4. **Propagate contexts where available** Many emitters call metric helpers with
`context.Background()`. Passing real contexts (when inexpensive) would allow future
exporters to correlate spans and metrics.
5. **Extend tracing coverage** Instrument critical flows such as blueprint fetches,
WireGuard reconfiguration, proxy accept loops, and Docker discovery to provide end
to end visibility when OTLP tracing is enabled.
## Metrics to add before release
Prioritised additions that would close visibility gaps:
1. **WebSocket disconnect outcomes** A counter (e.g., `newt_websocket_disconnects_total`)
partitioned by `reason` would complement the existing connect latency histogram and
explain reconnect storms.
2. **Keepalive/heartbeat failures** Counting ping timeouts or heartbeat misses would
make `newt_site_last_heartbeat_seconds` actionable by providing discrete events.
3. **Proxy connection lifecycle** Add counters/histograms for proxy accept events and
connection durations to correlate drops with load and backlog metrics.
4. **Blueprint/config pull latency** Measuring Pangolin blueprint fetch durations and
HTTP status distribution would expose slow control-plane operations.
5. **Certificate rotation attempts** Complement `newt_cert_rotation_total` with a
duration histogram to observe slow PKI updates and detect stuck rotations.

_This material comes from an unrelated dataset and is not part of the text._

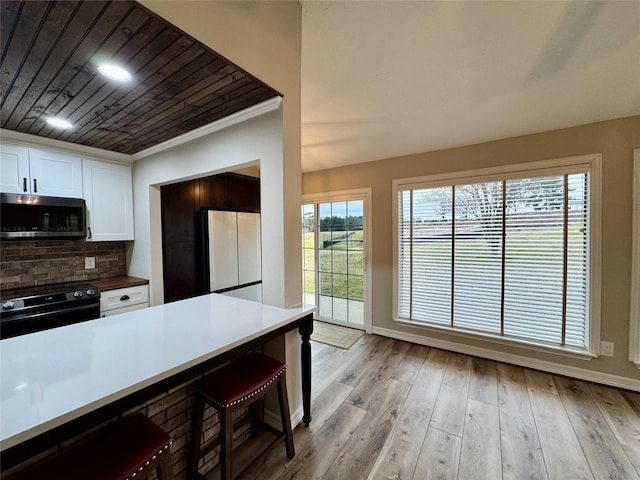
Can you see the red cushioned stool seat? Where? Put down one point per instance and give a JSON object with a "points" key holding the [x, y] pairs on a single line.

These metrics rely on data that is already available in the code paths mentioned
above and would round out operational dashboards.
## Tracing wishlist
To benefit from tracing when OTLP is active, add spans around:
- Pangolin REST calls (wrap the HTTP client with `otelhttp.NewTransport`).
- Docker discovery cycles and target registration callbacks.
- WireGuard reconfiguration (interface bring-up, peer updates).
- Proxy dial/accept loops for both TCP and UDP targets.
Capturing these stages will let operators correlate latency spikes with reconnects
and proxy drops using distributed traces in addition to the metric signals.